What if I’m not an expert? 

We are not all food scientists, and it’s okay to feel like we don’t know enough to lead the girls in a food experiment. But remember you do! Think back to the time when you were young and were told not to play with your food – for food scientists, using food for something other than a meal or snack is actually their job – so embrace what comes along with this activity and refer back to the 5 stages of creative thinking.  

If you are feeling you want more expert knowledge reach out to your troop parents, friends, relatives or other GSHPA troop leaders on the GSHPA Facebook page to see if there is a food scientist or someone who works in the food industry that you can invite to come talk to your girls.   

How do I get started? 

Take some time to look over the 5 stages of creative thinking. These stages are not only helpful for this activity, but can be applied to almost all activities and situations in life and Girl Scouting.  
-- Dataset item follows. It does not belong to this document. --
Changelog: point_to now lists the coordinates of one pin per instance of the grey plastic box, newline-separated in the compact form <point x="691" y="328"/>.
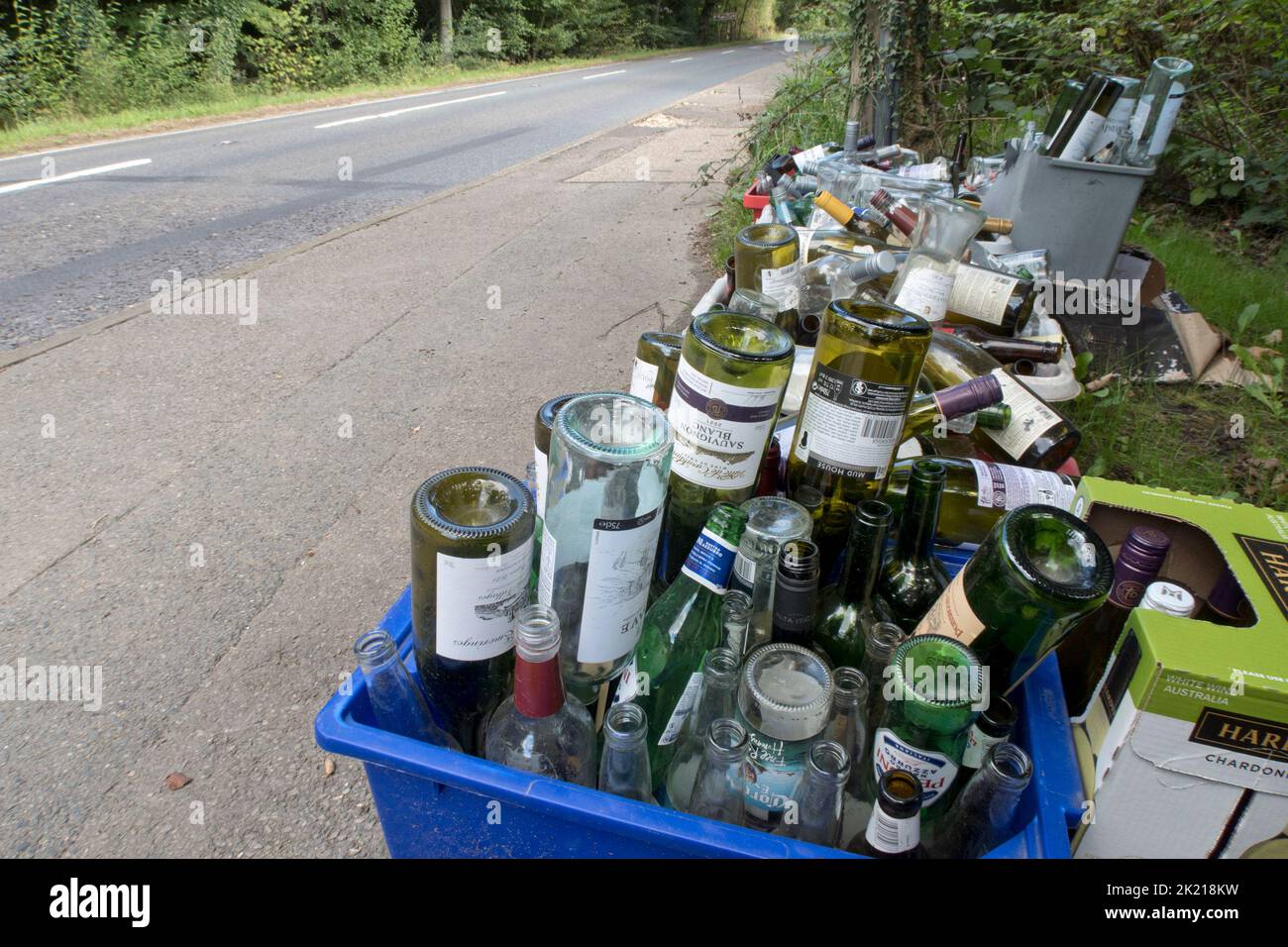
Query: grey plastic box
<point x="1078" y="211"/>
Take a look at the following links to read about cooking experiments and the different branches of food science. If your girls are interested in learning more about food science, have them do research on different colleges, universities, and companies that offer or utilize food scientists.  

The Badges 

Our activity is a great start to partially completing Step 2: Discover the Possibilities in the Brownie, Junior, and Cadette STEM Career Exploration Badges. This badge explores 6 different fields of STEM careers and food science is listed under the Food & Agriculture field: 

  • Computer science 
  • Creative technology & design 
  • Engineering 
  • Food & agriculture – a field that focuses on growing, cooking, and consuming food. It includes careers such as a baker, farmer, food scientist, chef, agricultural engineer, urban farmer, and agricultural scientist. 
  • Health & wellness 
  • Nature & environment  

The Activity 

Materialsat least 2-3 kinds of cookies (use your favorites, granola bars work great too), frosting (as many flavors as you like, or you can use Nutella, jams, etc.), sprinkles, plates, cups, spoons, butter knives, paper towels/towels, multiple pieces of paper, pencil, things to color with. *(Cookies and frosting can be swapped out for healthier choices, use whatever snack foods you like!) 
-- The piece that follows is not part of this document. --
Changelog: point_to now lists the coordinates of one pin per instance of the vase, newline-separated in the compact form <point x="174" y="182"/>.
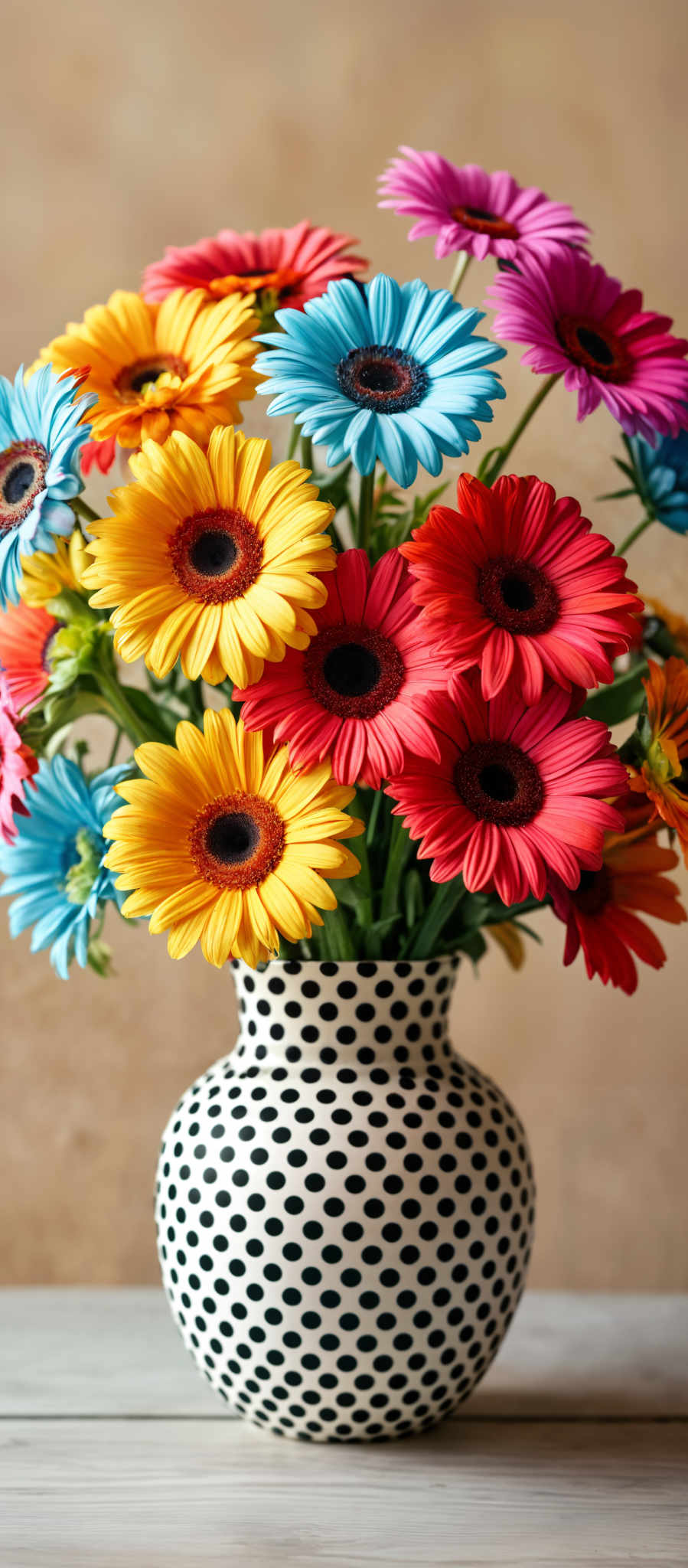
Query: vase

Set up a separate table or section of table where you are working with all the food supplies: cookies, frostings, sprinkles, etc. This is where girls will go when they need more supplies. Use plates for the cookies and small cups or bowls for the frosting and sprinkles. 
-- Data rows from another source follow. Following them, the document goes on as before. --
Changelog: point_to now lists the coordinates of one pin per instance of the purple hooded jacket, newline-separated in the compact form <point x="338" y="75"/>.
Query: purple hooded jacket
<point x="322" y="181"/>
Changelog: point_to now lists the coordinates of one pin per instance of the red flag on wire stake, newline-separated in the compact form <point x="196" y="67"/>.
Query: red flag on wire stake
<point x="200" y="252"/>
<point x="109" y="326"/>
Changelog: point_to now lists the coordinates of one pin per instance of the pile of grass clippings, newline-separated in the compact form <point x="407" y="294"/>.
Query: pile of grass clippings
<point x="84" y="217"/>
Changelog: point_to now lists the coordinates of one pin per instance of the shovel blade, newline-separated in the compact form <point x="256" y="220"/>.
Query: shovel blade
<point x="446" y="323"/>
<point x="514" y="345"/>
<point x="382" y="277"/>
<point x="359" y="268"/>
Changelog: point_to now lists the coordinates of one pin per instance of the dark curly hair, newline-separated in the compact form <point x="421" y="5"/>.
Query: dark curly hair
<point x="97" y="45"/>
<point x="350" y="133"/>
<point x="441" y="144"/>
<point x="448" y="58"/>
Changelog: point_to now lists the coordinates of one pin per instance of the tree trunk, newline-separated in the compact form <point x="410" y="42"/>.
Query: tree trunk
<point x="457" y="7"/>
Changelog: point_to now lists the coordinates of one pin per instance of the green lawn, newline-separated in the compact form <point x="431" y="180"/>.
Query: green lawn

For this activity, the girls will act as food scientists to come up with a brand new cookie! Girls will use existing cookies and materials to create several cookie samples, document their cookie creation steps, design cookie packaging, and then share their ideas. Throughout this activity, break the steps into each of the 5 steps of creative thinking. Remember – creativity is a process that results in generating new ideas OR transforming old ideas into new ones. You will help the girls create new cookies OR transform ones into a brand new idea. 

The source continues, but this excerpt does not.